Salalah est une ville de passage et de brassage. Comme dans le reste d’Oman, la communauté d’expatriés indiens et pakistanais est très présente et a apporté avec elle une offre culinaire diverse et accessible :
Restaurants indiens du Kerala : La communauté keralaise (l’État du Kerala, en Inde du sud) est nombreuse à Salalah. Leurs restaurants servent des currys de poisson au lait de coco, des dosas croustillantes et des biryanis parfumées à des prix imbattables. Ces restaurants sont souvent les meilleurs de la ville pour le rapport qualité-prix.
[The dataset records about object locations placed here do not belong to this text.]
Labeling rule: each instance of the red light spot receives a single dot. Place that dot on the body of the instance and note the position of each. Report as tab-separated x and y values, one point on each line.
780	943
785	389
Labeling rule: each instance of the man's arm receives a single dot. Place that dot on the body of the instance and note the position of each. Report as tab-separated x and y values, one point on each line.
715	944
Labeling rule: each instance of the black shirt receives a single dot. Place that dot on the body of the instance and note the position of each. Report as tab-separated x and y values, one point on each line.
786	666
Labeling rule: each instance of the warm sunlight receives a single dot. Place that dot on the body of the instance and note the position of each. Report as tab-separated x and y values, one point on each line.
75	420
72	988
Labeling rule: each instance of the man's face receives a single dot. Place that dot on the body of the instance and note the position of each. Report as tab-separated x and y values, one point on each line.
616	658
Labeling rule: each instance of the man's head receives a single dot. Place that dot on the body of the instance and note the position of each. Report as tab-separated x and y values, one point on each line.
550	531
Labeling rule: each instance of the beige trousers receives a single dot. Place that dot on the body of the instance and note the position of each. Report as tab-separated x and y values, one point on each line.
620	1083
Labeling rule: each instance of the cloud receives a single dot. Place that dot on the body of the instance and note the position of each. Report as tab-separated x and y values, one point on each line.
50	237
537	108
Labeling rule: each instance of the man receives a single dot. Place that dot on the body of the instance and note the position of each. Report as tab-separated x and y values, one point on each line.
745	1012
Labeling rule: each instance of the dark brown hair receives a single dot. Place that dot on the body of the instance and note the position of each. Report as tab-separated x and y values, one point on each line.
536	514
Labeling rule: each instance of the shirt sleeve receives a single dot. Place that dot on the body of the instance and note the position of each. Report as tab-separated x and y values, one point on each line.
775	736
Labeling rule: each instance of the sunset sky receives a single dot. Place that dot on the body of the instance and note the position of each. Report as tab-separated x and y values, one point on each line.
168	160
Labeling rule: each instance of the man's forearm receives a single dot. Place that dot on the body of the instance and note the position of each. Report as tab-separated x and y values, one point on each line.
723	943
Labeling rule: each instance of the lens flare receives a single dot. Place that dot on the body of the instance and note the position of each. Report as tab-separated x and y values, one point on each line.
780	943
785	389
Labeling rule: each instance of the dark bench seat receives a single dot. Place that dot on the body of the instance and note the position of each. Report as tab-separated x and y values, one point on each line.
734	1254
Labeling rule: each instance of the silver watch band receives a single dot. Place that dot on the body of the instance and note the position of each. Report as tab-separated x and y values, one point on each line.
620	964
Restaurants yéménites : La frontière avec le Yémen se situe à environ 200 km de Salalah à vol d’oiseau. L’influence yéménite sur la cuisine locale est néanmoins réelle, et plusieurs restaurants yéménites servent le saltah (ragoût de légumes et de viande), le fahsa (agneau mijoté) et du pain malawah (feuilleté au beurre). Une cuisine proche de la table omanaise mais avec ses accents propres.
Street food du soir : À la tombée de la nuit, des étals temporaires s’installent dans les quartiers populaires. On y trouve des shawarmis (agneau ou poulet dans du pain pita), des samosas frits, des corn in cup (maïs doux épicé) et des jus de fruits. C’est là que Salalah révèle son visage cosmopolite.
La richesse gastronomique de Salalah tient précisément à ce métissage : une base omanaise solide enrichie d’influences africaines, indiennes et yéménites, le tout ancré dans des produits locaux d’une grande qualité. C’est une table généreuse, épicée, maritime et tropicale — différente de tout ce qu’on mange dans le reste d’Oman et qui mérite à elle seule le détour jusqu’au Dhofar.